Coffee of the Year

Como pai e filha transformaram tradição familiar em café de excelência

Família da Fazenda São Bento conquista dois lugares no pódio do Coffee of the Year 2025 e simboliza a força da cafeicultura capixaba

Foto: Acervo da família
Antes de conquistar prêmios e reconhecimento nacional, o café da Fazenda São Bento, em Santa Teresa, já carregava em cada lote a força de uma história familiar que atravessa  gerações. Foi nesse mesmo chão, onde avós, pais e filhas passaram grande parte da vida, que nasceu o café especial produzido por Luis Carlos da Silva Gomes e por sua filha, Carolinna Bridi Gomes, hoje reconhecido entre os melhores do Espírito Santo.

A trajetória ganhou ainda mais projeção após a família vencer o Coffee of the Year (COY) 2025, uma coroação ao trabalho que há anos mobiliza a família na busca por um conilon cada vez mais sofisticado, sustentável e tecnicamente consistente. Mais do que um troféu, o reconhecimento celebra uma forma de produzir café que tem as raízes fincadas na história familiar.

Premiação durante a Semana Internacional do Café, em Belo Horizonte (MG)
Premiação durante a Semana Internacional do Café, em Belo Horizonte (MG)

Todos juntos

Na fazenda, cada integrante tem uma função clara e indispensável: Maria Rosalina, a mãe, cuida dos custos e da rotina diária; Camilla, a irmã, atua no desenvolvimento da marca e do negócio; Luis Carlos lidera a gestão das lavouras e Carolinna integra reflorestamento, pós-colheita e avaliação sensorial dos lotes.

Essa engrenagem familiar explica por que pai e filha conseguiram, na mesma propriedade, produzir cafés com personalidades sensoriais distintas, porém igualmente refinadas. O sucesso, eles garantem, nasceu do trabalho conjunto — e, sobretudo, de uma confiança construída ao longo de muitos ciclos.

“Produzir café de qualidade é sobre dedicação em cada etapa. Aprendi isso com meu pai”, conta Carolinna. Sua principal contribuição, afirma, foi preparar as lavouras para um futuro de clima variável: “Integramos reflorestamento, manejo sustentável e inovação. O café precisa acompanhar o mundo que está mudando.”

O momento em que o café se transforma

O diferencial da família está no investimento em fermentação controlada, processo que exige técnica, repetição e coragem para experimentar — uma marca registrada da Fazenda São Bento. Ali, a pós-colheita é entendida como a fase em que o café realmente se revela.

“A fermentação é fundamental para alcançarmos resultados superiores. Mas tudo começa na formação da lavoura, na escolha das variedades, na adubação e no ponto certo de colheita”, explica Carolinna. Ao ano, a fazenda produz cerca de 1.200 sacas, manejadas com rigor técnico e diferentes métodos de secagem e beneficiamento.

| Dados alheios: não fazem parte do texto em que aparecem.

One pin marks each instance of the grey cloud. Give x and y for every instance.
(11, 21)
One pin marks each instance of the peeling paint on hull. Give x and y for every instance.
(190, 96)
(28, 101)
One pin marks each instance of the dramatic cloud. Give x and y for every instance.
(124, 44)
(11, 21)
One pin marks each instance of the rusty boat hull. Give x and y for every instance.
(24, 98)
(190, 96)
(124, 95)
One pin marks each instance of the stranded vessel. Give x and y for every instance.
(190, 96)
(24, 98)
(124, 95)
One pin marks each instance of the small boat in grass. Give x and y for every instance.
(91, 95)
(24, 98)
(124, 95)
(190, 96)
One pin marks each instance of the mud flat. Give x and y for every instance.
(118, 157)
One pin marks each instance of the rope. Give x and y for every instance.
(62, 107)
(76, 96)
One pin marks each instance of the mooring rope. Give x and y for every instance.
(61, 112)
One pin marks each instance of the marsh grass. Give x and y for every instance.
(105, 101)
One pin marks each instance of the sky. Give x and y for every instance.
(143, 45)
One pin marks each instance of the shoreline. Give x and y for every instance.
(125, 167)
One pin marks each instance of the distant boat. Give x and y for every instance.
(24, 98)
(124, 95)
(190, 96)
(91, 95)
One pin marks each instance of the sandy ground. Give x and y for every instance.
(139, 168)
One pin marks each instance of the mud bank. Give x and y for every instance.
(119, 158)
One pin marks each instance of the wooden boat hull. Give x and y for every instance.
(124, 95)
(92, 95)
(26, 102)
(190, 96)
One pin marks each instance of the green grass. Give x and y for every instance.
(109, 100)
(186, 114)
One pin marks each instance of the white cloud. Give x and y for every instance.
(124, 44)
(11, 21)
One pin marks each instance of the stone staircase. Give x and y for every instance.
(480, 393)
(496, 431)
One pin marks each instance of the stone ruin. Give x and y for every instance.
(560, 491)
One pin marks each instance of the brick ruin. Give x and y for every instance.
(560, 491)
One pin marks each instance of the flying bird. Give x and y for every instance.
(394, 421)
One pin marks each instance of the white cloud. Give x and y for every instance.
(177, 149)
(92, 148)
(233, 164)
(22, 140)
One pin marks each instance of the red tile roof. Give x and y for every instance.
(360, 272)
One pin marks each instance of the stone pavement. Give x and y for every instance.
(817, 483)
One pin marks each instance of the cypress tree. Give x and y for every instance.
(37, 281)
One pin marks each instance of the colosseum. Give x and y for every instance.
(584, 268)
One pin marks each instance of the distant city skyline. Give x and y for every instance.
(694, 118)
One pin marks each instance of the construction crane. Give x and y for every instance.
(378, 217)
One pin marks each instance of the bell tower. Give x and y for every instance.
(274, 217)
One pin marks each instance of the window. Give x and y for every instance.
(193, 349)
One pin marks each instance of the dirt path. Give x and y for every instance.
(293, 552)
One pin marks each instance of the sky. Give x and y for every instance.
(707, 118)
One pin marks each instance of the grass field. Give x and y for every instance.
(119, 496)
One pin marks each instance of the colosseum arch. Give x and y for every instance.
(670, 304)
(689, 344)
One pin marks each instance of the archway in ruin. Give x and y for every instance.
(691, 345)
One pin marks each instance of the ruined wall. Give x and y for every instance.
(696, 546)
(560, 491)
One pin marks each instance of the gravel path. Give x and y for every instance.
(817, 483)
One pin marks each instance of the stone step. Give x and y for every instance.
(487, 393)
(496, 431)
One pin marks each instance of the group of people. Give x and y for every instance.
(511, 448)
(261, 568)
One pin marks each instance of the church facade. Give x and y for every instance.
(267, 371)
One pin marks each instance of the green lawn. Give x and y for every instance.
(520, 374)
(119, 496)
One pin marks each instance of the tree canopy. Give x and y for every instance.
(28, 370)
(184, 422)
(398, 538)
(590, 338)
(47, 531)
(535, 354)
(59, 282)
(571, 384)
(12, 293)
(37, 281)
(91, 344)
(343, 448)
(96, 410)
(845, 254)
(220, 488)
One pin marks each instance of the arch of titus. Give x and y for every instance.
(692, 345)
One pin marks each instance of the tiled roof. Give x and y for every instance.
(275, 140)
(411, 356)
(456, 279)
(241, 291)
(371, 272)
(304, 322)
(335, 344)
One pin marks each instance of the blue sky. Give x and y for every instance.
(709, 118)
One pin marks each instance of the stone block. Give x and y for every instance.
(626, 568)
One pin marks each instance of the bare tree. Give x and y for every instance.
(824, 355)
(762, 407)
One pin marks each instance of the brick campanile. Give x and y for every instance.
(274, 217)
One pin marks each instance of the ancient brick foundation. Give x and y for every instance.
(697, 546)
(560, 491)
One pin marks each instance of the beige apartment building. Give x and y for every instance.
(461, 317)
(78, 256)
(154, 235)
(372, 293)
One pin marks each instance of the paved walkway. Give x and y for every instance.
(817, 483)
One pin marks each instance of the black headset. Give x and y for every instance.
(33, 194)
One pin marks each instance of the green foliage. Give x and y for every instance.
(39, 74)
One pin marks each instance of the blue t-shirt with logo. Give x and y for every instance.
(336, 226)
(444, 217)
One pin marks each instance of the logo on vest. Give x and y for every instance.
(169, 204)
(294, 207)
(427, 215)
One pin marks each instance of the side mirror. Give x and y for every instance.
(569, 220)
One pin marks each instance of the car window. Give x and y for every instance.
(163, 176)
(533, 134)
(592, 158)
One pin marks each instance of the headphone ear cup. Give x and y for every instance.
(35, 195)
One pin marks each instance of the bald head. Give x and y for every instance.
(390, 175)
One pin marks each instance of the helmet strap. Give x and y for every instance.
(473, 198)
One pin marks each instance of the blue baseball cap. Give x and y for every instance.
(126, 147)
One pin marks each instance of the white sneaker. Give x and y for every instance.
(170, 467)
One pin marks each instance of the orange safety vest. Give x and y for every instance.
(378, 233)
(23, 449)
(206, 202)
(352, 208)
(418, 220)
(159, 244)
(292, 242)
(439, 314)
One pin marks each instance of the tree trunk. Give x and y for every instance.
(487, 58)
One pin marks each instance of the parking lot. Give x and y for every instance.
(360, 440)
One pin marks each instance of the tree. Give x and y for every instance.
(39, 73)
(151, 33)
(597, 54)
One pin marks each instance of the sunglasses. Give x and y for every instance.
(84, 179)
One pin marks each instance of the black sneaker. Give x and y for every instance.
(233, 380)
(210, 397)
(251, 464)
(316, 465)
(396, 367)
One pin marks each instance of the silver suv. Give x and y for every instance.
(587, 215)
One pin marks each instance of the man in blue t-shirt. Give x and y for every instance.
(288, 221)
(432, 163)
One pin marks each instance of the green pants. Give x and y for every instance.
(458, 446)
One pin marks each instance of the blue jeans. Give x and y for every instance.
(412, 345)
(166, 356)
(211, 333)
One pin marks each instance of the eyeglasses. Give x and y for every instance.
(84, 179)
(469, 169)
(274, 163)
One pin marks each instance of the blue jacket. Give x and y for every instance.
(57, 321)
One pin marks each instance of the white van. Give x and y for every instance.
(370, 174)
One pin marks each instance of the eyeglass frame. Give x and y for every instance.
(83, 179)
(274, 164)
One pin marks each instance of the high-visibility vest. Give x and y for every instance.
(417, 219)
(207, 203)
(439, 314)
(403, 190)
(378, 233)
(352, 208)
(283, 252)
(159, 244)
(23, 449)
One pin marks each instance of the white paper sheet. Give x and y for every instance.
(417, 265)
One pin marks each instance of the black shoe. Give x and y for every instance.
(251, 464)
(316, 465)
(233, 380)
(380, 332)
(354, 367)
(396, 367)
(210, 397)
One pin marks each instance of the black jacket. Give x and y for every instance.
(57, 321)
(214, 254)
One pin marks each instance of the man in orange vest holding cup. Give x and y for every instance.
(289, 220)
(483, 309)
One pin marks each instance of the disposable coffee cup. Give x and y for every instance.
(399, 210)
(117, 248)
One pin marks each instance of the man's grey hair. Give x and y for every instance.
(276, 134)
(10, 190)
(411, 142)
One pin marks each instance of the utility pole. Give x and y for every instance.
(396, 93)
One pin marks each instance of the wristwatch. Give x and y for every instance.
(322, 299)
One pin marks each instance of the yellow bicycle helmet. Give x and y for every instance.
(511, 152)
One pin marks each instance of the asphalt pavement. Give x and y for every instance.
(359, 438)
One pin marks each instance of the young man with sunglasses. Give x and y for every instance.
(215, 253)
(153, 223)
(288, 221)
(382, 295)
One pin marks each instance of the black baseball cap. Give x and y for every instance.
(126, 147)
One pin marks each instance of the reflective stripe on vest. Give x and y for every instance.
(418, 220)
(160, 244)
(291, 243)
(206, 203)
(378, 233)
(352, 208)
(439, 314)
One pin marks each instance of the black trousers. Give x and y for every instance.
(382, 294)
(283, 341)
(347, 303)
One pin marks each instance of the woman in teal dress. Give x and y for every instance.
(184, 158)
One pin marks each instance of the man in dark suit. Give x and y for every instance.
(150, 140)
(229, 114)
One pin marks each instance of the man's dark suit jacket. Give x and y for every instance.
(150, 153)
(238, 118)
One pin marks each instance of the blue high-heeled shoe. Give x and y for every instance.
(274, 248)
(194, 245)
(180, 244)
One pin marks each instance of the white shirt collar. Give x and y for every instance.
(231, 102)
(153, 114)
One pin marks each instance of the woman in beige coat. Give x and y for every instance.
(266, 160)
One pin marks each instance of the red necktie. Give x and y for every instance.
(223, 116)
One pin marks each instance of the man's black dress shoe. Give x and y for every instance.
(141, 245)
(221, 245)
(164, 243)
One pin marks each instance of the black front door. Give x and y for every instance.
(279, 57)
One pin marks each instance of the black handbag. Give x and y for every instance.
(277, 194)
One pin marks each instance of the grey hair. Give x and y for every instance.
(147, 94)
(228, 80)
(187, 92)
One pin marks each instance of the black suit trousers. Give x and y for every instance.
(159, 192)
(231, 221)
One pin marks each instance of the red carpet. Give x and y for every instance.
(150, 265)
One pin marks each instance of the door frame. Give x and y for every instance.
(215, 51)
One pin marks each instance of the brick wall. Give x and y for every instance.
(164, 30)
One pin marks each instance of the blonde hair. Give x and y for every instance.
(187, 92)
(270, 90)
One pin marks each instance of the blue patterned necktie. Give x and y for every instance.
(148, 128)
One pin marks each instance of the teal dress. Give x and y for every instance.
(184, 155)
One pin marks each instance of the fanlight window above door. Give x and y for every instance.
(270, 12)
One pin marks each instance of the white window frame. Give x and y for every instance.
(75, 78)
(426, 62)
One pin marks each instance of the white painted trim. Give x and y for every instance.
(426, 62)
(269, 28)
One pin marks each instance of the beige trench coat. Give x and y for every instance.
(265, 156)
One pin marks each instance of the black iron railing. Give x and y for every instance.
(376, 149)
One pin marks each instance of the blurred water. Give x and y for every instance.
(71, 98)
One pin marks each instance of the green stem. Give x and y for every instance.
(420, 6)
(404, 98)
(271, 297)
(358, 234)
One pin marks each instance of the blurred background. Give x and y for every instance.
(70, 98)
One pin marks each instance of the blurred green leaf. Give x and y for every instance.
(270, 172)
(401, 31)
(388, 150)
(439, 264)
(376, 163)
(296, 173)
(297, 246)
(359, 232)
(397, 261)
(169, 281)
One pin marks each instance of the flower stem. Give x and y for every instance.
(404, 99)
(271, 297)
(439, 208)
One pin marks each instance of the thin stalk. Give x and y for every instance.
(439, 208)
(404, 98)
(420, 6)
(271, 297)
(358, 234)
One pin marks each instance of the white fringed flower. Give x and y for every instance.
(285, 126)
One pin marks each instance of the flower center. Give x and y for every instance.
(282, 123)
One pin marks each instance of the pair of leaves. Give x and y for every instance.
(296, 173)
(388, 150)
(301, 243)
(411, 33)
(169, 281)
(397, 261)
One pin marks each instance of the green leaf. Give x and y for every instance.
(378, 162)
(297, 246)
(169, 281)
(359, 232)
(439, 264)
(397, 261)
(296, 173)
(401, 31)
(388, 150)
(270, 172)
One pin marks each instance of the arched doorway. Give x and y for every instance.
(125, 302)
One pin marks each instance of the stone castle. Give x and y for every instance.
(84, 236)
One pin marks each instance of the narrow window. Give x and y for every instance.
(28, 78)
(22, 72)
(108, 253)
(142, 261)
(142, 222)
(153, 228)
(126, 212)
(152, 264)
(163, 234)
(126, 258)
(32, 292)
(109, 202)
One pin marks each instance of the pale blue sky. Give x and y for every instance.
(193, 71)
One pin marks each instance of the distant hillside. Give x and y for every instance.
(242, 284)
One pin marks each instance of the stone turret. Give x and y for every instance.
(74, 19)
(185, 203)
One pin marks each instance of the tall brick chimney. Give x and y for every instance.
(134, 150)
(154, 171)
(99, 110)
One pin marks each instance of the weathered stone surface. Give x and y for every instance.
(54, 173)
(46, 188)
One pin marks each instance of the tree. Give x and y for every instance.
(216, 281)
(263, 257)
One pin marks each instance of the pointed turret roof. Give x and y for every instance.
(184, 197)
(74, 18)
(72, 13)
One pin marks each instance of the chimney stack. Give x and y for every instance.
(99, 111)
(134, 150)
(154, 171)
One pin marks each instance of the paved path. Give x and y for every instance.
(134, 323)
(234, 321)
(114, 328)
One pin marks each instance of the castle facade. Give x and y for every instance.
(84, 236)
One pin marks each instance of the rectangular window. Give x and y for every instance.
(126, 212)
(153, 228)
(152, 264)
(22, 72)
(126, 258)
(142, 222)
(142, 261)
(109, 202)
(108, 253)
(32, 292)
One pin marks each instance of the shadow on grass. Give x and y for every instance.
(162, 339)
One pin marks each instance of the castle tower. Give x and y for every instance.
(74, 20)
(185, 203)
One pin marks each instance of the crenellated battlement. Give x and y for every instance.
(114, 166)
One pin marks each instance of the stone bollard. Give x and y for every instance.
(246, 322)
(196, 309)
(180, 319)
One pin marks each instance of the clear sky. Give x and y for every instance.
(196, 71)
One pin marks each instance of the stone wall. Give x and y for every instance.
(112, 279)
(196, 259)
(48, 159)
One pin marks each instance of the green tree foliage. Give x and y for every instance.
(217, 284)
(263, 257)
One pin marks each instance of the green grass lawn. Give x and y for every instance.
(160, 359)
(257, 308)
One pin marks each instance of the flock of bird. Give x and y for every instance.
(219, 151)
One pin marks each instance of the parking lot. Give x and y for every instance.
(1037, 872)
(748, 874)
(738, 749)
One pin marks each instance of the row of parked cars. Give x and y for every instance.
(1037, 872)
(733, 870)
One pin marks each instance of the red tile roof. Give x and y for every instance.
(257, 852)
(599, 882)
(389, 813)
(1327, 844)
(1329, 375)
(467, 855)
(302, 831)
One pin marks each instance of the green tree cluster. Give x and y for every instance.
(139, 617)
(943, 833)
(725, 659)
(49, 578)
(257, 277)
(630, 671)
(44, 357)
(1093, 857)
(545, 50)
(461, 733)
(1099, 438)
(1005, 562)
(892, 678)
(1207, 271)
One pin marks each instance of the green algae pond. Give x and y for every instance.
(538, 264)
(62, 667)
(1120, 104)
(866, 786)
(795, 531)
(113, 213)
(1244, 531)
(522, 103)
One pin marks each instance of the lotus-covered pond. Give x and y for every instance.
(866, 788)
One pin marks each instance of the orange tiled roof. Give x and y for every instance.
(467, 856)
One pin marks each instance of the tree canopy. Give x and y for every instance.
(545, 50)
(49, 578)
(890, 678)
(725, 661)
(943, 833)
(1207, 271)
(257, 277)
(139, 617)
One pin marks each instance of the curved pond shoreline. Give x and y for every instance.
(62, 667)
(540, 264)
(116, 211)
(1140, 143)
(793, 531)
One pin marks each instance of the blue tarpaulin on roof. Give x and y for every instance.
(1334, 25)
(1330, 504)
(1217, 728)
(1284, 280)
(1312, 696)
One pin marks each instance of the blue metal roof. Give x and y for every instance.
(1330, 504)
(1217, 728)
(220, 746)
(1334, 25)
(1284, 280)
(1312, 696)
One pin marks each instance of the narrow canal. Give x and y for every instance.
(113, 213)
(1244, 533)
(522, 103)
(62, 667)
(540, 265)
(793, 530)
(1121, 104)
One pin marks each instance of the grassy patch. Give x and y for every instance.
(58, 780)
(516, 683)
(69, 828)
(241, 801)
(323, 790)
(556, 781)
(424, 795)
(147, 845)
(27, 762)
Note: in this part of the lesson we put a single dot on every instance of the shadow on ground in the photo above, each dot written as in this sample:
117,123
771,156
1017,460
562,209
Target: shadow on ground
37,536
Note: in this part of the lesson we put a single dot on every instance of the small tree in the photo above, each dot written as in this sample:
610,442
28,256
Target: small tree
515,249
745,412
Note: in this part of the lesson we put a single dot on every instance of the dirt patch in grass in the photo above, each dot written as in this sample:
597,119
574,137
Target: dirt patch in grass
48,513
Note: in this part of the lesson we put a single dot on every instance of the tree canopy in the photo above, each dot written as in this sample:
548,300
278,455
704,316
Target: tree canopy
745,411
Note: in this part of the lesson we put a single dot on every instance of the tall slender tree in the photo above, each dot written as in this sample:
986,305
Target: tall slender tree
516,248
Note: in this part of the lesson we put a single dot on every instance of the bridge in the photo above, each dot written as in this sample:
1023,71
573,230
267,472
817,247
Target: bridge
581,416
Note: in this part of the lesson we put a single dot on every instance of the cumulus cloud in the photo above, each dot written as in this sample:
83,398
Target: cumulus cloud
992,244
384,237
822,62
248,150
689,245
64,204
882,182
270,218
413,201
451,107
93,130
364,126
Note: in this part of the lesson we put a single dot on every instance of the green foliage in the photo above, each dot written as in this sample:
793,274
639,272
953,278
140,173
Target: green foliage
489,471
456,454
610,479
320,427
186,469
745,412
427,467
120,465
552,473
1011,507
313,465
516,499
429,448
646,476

A virada com a chegada das filhas

Luis Carlos lembra com clareza o momento em que decidiu investir nos conilons especiais, quando o mercado ainda não reconhecia o potencial sensorial da espécie. “Foi por minha conta e risco. Não sabíamos onde aquilo ia dar”, diz.

O ponto de inflexão veio quando a família se integrou de vez ao negócio. “Minha esposa e minhas filhas trouxeram leveza e coragem. Me ajudaram a atravessar a ponte e entender que a forma de produzir café estava mudando. Foi ali que tudo começou a tomar outro rumo”, afirma.

A força da pesquisa e da extensão rural

O sucesso da Fazenda São Bento também passa pelo Incaper, parceiro histórico da família. A instituição colaborou na seleção de variedades, conduziu experimentos conjuntos e ofereceu apoio técnico em diferentes fases da produção.

“O Incaper foi fundamental. Sou odontólogo de formação. Sem os dias de campo, as publicações e as orientações técnicas, não teríamos construído essa base sólida”, afirma Luis Carlos.

O extensionista Cássio Venturini destaca o compromisso da família com a evolução técnica. “Participaram de todas as edições do concurso de cafés especiais de Santa Teresa. O nível é alto, e eles sempre avançam”.

Para Carolinna, essas experiências aceleraram o crescimento da produção. “Os concursos são didáticos, promovem trocas importantes e nos ajudam a entender melhor o potencial de cada lote”.